Hello,
I am performing RNA-Seq data analysis to find differentially expressed genes in my data. The data is from inoculated leaves of Barley. The data has 5 mutants and 6 time-points. Each of the mutants and each time-point has 3 technical replicates brining up the total number of samples to 90. There are roughly 40,000 genes in Barley that I wish to probe for differential expression. I have obtained the gene read counts using RSEM. I have some questions about the analysis.
1) My goal is to carry out differential gene analysis, gene expression clustering and construct gene regulatory network from the expression data. For the DGE analysis, I want to find genes which are differentially expressed within each mutant across different time-points. Also I wish to find genes which are differentially expressed among different mutants at a given time-point. I have used the function rsem-generate-data-matrix to combine the counts from the 90 samples. I have read this count data in R. But I cannot understand how I will obtain the desired differential expression p-values and log2FC. Here is the code I have written.
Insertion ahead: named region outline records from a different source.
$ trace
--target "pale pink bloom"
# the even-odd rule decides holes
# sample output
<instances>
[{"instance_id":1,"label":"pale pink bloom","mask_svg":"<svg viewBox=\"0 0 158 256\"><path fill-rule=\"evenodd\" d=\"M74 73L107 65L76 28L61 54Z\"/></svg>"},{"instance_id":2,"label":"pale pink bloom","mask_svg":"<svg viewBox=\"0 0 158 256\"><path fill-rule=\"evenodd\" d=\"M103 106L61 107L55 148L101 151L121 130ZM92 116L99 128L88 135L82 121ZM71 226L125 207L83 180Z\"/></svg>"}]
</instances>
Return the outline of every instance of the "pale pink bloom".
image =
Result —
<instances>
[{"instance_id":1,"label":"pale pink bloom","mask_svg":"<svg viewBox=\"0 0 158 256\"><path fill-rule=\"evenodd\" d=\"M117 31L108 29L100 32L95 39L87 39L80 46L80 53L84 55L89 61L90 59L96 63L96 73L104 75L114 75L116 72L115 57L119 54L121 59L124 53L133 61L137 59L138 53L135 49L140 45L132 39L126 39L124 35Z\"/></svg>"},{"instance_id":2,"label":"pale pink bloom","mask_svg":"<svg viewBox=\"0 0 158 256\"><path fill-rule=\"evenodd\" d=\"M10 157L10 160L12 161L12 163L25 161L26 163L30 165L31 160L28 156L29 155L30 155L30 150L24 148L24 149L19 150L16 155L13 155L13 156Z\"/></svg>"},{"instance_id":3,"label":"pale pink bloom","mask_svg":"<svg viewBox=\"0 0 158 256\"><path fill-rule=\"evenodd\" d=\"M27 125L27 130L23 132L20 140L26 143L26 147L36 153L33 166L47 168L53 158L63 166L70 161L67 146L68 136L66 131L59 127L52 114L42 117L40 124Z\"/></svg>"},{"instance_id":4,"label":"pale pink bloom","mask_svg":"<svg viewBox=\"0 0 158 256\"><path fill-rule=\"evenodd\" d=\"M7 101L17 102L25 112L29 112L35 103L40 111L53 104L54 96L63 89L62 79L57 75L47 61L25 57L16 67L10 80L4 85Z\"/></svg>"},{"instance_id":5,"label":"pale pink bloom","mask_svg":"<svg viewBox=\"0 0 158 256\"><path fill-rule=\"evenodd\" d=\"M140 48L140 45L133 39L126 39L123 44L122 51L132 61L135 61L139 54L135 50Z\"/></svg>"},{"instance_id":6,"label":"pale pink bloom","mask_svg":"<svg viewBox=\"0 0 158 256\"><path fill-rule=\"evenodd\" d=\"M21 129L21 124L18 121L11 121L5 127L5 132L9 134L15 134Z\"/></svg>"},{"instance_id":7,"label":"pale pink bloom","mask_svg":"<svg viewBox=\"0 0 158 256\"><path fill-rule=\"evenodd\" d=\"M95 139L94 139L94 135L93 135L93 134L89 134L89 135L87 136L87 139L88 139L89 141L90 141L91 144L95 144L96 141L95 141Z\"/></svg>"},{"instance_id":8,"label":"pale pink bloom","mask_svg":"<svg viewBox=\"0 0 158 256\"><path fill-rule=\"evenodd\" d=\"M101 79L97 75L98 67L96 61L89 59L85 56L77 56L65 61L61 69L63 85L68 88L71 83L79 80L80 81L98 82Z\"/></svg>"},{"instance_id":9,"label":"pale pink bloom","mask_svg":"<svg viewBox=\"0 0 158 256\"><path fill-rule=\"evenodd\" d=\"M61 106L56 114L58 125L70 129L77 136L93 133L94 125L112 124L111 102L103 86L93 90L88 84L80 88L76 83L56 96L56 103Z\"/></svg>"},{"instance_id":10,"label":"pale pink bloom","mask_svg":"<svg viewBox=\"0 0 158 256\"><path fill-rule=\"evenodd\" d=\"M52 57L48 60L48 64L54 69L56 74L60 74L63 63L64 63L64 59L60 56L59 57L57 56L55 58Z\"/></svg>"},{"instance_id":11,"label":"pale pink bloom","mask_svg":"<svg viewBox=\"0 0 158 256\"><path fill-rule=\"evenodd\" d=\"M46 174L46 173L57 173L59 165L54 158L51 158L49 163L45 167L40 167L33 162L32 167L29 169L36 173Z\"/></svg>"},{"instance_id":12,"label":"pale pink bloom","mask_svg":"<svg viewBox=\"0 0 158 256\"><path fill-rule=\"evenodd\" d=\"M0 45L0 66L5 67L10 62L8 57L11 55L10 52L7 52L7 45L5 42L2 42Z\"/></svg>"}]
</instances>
samples <- read.csv("counts.csv", header=TRUE,row.names=1) # Selecting genes by counts counts = subset(samples, rowSums(samples > 1) >= 3) time=c(0, 16, 20, 24, 32, 48) gen=c("bln1", "dm", "mla6", "rar3", "wt") cols=data.frame(genotype=rep(gen, each=3*6), timepoint=rep(rep(time, each=3),5), replication=rep(c(1,2,3),30)) cols$timepoint = as.factor(cols$timepoint) cols$replication = as.factor(cols$replication) rownames(cols) = colnames(counts) dds=DESeqDataSetFromMatrix(countData = counts, colData = cols, design = ~ genotype * timepoint * replication) dds=DESeq(dds) results(dds) # Extracting and writing normalized counts temp = counts(dds, normalized=TRUE) norm_counts = data.frame(gene = rownames(temp), temp, row.names = NULL)
I think I have to alter the design for each kind of analysis, but I am unsure how to do so. Does the DESeq() function automatically perform normalization? In the code above, I have created the variable "dds" using the "counts" which is not normalized. Do I have to perform normalization and then create the "dds" variable? Here is the link for the counts file.
2) For gene expression clustering and gene regulatory network should we perform rst or vst? Also should the transformation be performed on the raw count or on the normalized counts?
3) I am also not quite sure what conclusion can be drawn from the MA plot.
4) What is the need for shrinkage?
Thank you.
For many of your questions, the answer can be found in the vignette. Please give details n what you have already read, and wherev you had difficulty following, so that we don't have to start at zero with explanations.